Personal information
- Date of birth: 4 August 1952
- Place of birth: Gdańsk, Poland
- Date of death: 3 November 2025 (aged 73)
- Place of death: Poland
- Position: Forward

Senior career*
- Years: Team / Apps / (Gls)
- –1974: MRKS Gdańsk
- 1974–1980: Lechia Gdańsk / 129 / (22)
- 1980–?: Olimpia Elbląg

= Leonard Radowski =

Polish footballer (1952–2025)

Leonard Radowski (4 August 1952 – 3 November 2025) was a Polish professional footballer who played as a forward. He started his career playing in Gdańsk with MRKS Gdańsk. In 1974, aged 22 Radowski joined II liga side Lechia Gdańsk. He made his Lechia debut on 18 August 1974 playing in a 3–0 win against Bałtyk Gdynia. He spent six seasons with Lechia, during this time he made 137 appearances and scored 28 goals in all competitions.
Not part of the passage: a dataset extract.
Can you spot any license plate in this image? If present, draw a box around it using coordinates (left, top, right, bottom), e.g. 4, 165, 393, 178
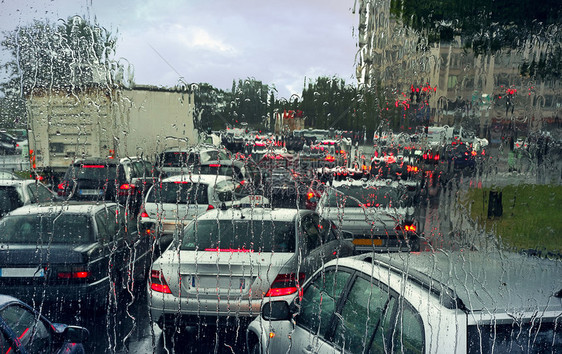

In 1980, Radowski joined Olimpia Elbląg, and it is known that he was part of the Olimpia squad that won the 1980–81 III liga (group II), and being one of the few Olimpia squads to play in the Polish second division. It is unknown how long he spent with Olimpia, or at which point he retired from playing football. Radowski died on 3 November 2025, at the age of 73.